/polugins

Minimal plugin loading package for polars with optional typegen

Primary LanguagePythonMIT LicenseMIT

Polugins

Minimal "plugin" system for polars.

With Polugins:

With polugins

Without Polugins:

Without polugins

It's meant to solve two issues with using polars API extensions:

  • You need to import the namespace to trigger the registration, even if you do not need anything from the namespace module.

  • Extensions breaks static typing.

Polugins exposes some standard ways to use API extensions - both for your own and third party packages - and then use this discoverability to also generate type stubs with the added typing from the extensions.

Users can either call register_namespaces themselves or import polars through polugins.polars. Lint rules can then be used to enforce that nothing is imported from polars outside of these locations.

Types are generated with the package polugins_type_gen. This creates static type stubs with the extensions added to them.

Quick Start

Say that you have a package my_package with a module like so:

# namespaces.py
import polars as pl

class MyNamespace:
    def __init__(self, ldf: pl.LazyFrame):
        self._ldf = ldf

    def some_method(self, x: int) -> pl.LazyFrame:
        return self._ldf.std(x)

You also use an external package example-package that exposes a LazyFrame namespace called external.

in your pyproject.toml add a section:

[tool.polugins.lazyframe]
"my_namespace" = "my_package.namespaces:MyNamespace"

If you don't use pyproject.toml you can also create a file polugins.toml with this section.

After installing polugins, namespaces can be registered like so:

from polugins import register_namespaces
import polars as pl

register_namespaces(
    load_entrypoints=True # Loads from example-package
    load_config=True # Loads from pyproject.toml and polugins.toml
  )

# Namespaces are now registered
(
  pl.LazyFrame()
  .external.some_method()
  .my_namespace.some_method()
)

You need to make sure that you have called register_namespaces before trying to use any of those namespaces.

As an alternative, polars is re-exported through polugins such that entrypoint, configuration and environment variable namespaces are automagically registered:

from polugins import pl

# Namespaces are now registered
(
  pl.LazyFrame()
  .external.some_method()
  .my_namespace.some_method()
)

Since the registration is dynamic, your linter, typechecker and IDE will not know about these namespaces. To solve this, install polugins_type_gen and then run polugins stubs from the root of you package. Type information is now generated and should be automatically picked up by your tools.

Usage

Namespaces can be registered in three ways:

  • From a configuration file (pyproject.toml or polugins.toml)
  • From entry points
  • From environment variables

Register from pyproject.toml or polugins.toml

In either your pyproject.toml or a file called polugins.toml put

[tool.polugins.<extension_class>]
"<namespace_name>" = "<path>:<class_name>"

Concrete example:

[tool.polugins.lazyframe]
"my_namespace" = "my_package.namespaces:MyNamespace"

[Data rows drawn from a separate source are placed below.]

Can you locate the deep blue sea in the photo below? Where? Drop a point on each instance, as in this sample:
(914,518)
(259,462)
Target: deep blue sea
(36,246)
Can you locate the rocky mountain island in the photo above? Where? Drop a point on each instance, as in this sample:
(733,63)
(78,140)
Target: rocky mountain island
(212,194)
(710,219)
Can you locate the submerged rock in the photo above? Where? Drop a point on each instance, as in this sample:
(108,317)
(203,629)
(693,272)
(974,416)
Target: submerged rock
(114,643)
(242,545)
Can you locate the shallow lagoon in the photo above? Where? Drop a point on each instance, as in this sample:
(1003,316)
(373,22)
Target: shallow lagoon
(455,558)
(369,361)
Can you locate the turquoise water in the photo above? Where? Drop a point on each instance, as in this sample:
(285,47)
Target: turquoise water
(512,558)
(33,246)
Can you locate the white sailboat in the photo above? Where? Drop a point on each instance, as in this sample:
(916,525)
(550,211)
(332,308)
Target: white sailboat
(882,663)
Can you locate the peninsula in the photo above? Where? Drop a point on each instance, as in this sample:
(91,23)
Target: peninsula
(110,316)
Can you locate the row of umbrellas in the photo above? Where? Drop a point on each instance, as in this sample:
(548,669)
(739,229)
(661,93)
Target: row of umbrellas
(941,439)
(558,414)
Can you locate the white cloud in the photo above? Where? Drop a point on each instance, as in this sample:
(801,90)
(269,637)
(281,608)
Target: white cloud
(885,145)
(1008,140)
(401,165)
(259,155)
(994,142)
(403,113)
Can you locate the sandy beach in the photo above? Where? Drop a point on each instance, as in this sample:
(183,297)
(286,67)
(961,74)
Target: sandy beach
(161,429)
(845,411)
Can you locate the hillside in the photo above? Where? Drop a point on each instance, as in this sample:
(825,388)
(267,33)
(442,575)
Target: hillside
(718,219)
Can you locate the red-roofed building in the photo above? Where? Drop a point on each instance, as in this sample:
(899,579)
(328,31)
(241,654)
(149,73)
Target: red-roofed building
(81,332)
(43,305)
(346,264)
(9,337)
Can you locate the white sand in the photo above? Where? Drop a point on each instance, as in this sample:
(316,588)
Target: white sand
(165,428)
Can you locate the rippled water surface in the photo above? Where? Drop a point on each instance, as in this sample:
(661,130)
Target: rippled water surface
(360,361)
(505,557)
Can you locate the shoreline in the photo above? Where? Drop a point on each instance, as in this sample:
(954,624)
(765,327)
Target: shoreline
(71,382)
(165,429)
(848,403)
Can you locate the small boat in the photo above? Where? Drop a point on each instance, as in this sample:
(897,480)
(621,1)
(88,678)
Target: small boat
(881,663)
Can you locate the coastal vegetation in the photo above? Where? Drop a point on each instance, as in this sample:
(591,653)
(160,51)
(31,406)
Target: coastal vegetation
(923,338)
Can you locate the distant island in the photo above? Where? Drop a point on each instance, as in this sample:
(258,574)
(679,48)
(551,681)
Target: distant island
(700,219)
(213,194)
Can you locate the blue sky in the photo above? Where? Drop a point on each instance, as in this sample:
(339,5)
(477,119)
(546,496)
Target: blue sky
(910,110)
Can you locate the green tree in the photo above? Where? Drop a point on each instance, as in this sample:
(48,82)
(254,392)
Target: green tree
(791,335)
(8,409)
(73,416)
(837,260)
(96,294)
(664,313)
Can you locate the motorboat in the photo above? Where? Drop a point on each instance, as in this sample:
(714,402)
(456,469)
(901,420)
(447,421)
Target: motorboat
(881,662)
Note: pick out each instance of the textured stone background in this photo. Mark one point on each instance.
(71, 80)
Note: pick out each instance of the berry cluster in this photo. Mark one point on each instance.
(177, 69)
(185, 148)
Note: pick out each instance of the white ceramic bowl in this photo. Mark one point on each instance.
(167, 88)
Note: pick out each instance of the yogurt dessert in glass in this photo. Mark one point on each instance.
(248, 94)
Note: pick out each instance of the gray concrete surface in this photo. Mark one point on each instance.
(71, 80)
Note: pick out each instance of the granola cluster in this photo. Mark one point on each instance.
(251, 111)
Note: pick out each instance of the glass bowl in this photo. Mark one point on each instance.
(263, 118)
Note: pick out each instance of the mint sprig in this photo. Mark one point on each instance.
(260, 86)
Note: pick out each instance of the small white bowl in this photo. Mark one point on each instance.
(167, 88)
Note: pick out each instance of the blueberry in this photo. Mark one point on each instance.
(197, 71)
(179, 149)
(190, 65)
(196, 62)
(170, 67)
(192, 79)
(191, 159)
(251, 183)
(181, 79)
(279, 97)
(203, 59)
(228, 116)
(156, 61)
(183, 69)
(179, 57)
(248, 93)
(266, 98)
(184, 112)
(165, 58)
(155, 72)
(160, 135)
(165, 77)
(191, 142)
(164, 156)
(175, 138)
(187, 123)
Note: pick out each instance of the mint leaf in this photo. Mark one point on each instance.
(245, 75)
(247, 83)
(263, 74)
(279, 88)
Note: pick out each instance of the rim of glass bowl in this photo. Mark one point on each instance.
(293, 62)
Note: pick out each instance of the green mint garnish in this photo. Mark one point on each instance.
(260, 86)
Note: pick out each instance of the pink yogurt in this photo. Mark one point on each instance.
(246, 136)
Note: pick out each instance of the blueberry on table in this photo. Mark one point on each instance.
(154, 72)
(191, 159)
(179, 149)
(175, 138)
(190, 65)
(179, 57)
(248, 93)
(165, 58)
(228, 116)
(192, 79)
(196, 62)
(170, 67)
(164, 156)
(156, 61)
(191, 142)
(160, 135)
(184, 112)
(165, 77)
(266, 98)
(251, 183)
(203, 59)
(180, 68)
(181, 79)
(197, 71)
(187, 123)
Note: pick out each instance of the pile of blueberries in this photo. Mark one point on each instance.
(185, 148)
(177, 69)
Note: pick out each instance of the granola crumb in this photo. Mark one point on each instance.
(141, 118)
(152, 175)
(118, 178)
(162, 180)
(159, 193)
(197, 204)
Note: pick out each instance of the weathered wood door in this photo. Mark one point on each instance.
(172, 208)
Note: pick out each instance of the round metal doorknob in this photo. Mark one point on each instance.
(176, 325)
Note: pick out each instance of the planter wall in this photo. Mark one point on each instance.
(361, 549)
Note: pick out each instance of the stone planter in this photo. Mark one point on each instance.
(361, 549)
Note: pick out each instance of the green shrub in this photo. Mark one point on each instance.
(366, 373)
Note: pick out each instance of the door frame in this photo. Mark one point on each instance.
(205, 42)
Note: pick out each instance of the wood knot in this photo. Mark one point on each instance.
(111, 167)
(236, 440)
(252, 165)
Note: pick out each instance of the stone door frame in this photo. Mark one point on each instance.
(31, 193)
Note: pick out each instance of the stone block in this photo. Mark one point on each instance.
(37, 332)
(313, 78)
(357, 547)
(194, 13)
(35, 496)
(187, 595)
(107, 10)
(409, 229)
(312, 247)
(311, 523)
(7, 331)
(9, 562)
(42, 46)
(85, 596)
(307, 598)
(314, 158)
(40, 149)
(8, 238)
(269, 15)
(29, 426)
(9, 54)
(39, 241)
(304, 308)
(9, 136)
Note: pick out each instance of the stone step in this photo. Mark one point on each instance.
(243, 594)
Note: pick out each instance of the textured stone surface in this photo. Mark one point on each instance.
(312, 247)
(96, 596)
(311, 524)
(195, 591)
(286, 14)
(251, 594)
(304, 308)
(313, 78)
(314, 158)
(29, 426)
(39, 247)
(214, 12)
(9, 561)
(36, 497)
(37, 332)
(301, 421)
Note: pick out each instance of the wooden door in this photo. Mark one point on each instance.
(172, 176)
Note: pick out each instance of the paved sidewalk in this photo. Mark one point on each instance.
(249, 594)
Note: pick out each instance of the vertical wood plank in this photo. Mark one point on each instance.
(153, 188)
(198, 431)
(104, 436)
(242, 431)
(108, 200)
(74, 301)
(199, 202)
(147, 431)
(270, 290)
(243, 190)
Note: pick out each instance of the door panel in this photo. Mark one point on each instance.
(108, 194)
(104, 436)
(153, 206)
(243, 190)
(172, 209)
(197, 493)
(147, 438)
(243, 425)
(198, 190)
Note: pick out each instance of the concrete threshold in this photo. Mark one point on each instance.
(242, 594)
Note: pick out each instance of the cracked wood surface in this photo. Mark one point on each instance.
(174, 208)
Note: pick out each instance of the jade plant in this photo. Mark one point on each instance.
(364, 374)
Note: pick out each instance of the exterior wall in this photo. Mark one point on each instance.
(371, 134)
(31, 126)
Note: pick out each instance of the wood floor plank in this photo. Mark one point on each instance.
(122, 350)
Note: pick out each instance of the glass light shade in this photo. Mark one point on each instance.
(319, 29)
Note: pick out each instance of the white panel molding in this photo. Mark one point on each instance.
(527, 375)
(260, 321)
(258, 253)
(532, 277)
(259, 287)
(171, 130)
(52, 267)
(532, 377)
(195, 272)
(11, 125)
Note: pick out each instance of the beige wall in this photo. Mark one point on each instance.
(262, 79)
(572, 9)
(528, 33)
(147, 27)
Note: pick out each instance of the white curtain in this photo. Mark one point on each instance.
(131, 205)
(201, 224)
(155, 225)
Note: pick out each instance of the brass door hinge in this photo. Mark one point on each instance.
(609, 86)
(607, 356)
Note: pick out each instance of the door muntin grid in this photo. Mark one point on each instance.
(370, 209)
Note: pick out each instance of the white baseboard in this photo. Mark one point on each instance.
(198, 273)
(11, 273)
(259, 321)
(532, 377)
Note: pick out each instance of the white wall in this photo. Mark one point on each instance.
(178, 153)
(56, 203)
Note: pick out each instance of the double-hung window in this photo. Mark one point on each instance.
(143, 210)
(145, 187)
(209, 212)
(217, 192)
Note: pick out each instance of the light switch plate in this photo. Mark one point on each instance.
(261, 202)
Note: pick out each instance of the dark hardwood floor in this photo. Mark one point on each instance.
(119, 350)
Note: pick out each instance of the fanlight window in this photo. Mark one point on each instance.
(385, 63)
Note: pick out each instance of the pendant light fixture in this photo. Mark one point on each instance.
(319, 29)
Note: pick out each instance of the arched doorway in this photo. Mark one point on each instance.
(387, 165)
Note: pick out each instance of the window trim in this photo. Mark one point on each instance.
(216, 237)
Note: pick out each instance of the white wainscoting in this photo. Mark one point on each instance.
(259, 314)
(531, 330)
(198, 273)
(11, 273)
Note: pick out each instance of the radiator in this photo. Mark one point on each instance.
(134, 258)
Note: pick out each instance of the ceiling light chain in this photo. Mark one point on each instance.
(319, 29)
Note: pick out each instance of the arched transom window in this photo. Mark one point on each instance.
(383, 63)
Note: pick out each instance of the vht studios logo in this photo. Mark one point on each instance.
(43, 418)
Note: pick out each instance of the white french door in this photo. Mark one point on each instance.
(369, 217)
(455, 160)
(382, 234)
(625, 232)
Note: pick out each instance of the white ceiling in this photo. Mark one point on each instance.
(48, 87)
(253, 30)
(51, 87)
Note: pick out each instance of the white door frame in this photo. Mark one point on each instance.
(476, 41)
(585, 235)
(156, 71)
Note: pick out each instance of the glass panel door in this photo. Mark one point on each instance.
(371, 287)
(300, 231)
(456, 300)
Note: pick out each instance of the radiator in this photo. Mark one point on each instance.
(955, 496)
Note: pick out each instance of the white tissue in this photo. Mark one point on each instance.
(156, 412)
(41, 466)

Which will register a LazyFrame namespace located at my_package.namespaces called MyNamespace as my_namespace.

From entrypoint

If an installed packages exposes an namespace, they will automatically be picked up. See Third party Package example for how to expose namespaces from packages

From Env vars

Set an env var:

polugins_<extension_class>_<namespace_name>=<path>:<class_name>

Concrete example:

polugins_lazyframe_my_namespace=my_package.namespaces:MyNamespace

Which will register a LazyFrame namespace located at my_package.namespaces called MyNamespace as my_namespace.

Generate types

To generate types install the python package polugins_type_gen and then run polugins stubs to create type stubs at "./typings".

polugins_type_gen is only used as a CLI tool so it's recommended to put this in developer dependencies or installed with a tool like pipx.

Third party Package example

Packages can expose namespace through entry points called polugins.<class>, for example polugins.lazyframe.

If building with poetry you should add this to your pyproject.toml:

[tool.poetry.plugins."polugins.<class>"]
"<accessor_name>" = "<path.to.module:NameSpace>"

# Concrete example:

[tool.poetry.plugins."polugins.lazyframe"]
"external" = "example_package:PackageNamespace"

See tests/pkgs/example_package for a example.

If using another tool than poetry, use their equivalent way of exposing endpoints.

Don't use the pl.api.register_x in your package. This will make the extension be registered on import which we specifically want to avoid.

Implementation

Just a thin wrapper around polars.api.register_x_namespace and then using importlib.metadata to collect namespaces from external packages.

Types are generated by using mypy to create stubs for lazyframe, dataframe, expr and series and then adding the namespaces to these type stubs.